Synopsis:
To eight-year-old Bela, her family is her world. There’s Mommy, Daddo, and Grandma Ruth. But there is also Other Mommy, a malevolent entity who asks her every day: “Can I go inside your heart?”
When horrifying incidents around the house signal that Other Mommy is growing tired of asking Bela the question over and over, Bela understands that unless she says yes, her family will soon pay.
Other Mommy is getting restless, stronger, bolder. Only the bonds of family can keep Bela safe, but other incidents show cracks in her parents’ marriage. The safety Bela relies on is about to unravel.
But Other Mommy needs an answer.
Review:
You know when a contestant in a cooking show is serving a relatively simple dish, and the judges, with a poorly-concealed sado-masochistic glint in their eyes say “Ooohhh… pork chops, there’s no room for error there…” In that respect, Josh Malerman’s “Incidents Around The House,” is very much a spag bol in the masterchef final. Through the unadorned, short and snappy narration of 8 year old Bela, the entire “pre-possession,” plot of Malerman’s most-discussed work to date is laid bare, but to underestimate it would be a grave mistake. I assure you, the writing, which seems to drip with guileless curiosity and childhood innocence (whilst not leaning too far into precocity or naivety), is but a trojan horse, a cruel trick, because pretty damn quickly things get pretty damn creepy. I am nothing if not fashionably late, and there is barely anything remotely original I have to add to the thousands of reviews the book has already received, but I’ve also never been one to read a book and not remind the whole world that I can in fact read. A novel that meets the towering expectations I rather unfairly stacked against it, “Incidents Around The House,” is childhood terror, every witching hour sprint between the bedroom and the bathroom, every time we lost sight of mum or dad in the supermarket, every monster in every closet, distilled, bottled and served with a smile.

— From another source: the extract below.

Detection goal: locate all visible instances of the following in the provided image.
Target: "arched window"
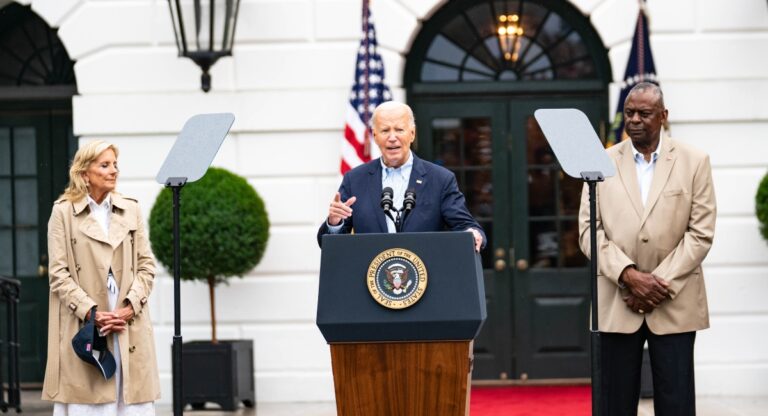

Bela is eight. She lives with Mommy and her best friend Daddo, who very much have their own issues. Unfortunately those marital problems (you know, infidelity, emotional distance, the general malaise of adult life) pail in comparison to the spot of trouble Bela has found herself in. At first she just stayed in the closet and stared, before they slowly became friends. Of course, friends do nice things for each other, but when Other Mommy turns to Bela and asks “Can I go into your heart?” well, I’ll pause to let that marinate.
You with me? “Can I go into your heart?” is, whilst rather polite, of course one of the most horrifying and fundamentally wrong notions in horror literature. It’s a literal and metaphorical violation, the ultimate transgression, that demands Bela not just surrender her innocence, something that pulses at the black, beating heart of this book, but relinquish her entire being. Whether this is a coming-of-age or a coming-apart story, is something I’m afraid you’ll have to find out for yourself, but at the very least she is a catalyst which forces Bela to grow up quickly, and come to the leaden conclusion that Mommy and Daddo can not protect her. In that way, in regard to the revocation of innocence, in regard to the friendship she attempts to form with Bela, in regard to the fact that she is a crude caricature of the mother, someone who should be nurturing and caring and of course in regard to the fact that she is fucking creepy, she is very much like a predator.
As readers we see only fragments of “Other Mommy,” the hair on the back of her arms, the eyes that are only sometimes located on her chin, the fact that she “slithers,” across floors, but aside from that… Hwhat (with a capital h) is she? There’s not quite the same, opaque level of mystery shrouding her as there is in something like Stephen King’s “The Mist,” or indeed Josh’s own “Birdbox.” Other Mommy is tangible enough to scare the bejeesus out of us, yet hovers just outside of the frame of comprehension. Let’s not mince words: “Other Mommy” is terrifying. This is not news. But that terror lies largely in her elusiveness and her duality- a creature that is eerily familiar whilst, as aforementioned, largely a mystery, an antagonist who encapsulates childhood fears whilst embodying the anxieties of adulthood.
A book that certainly will go inside your heart, and stay there, I suddenly understand just how “Incidents Around The House,” has landed itself on so many best of 2024 horror lists, that of course includes my good friends, Charlie Battison’s and Anna Dupre’s. If you haven’t read this book yet, (fellow disadvantaged UK folks, I’ll let you off) consider this your nudge. It’s a novel that unpacks its bags, rearranges the furniture, and claims squatter’s rights in your mind. It is both disarmingly simple and profoundly unsettling, a tale that makes us consider what we think we know about fear, family, the sanctity (or lack of) of the home. It lingers, it festers, and it whispers softly “Can I go into your heart?”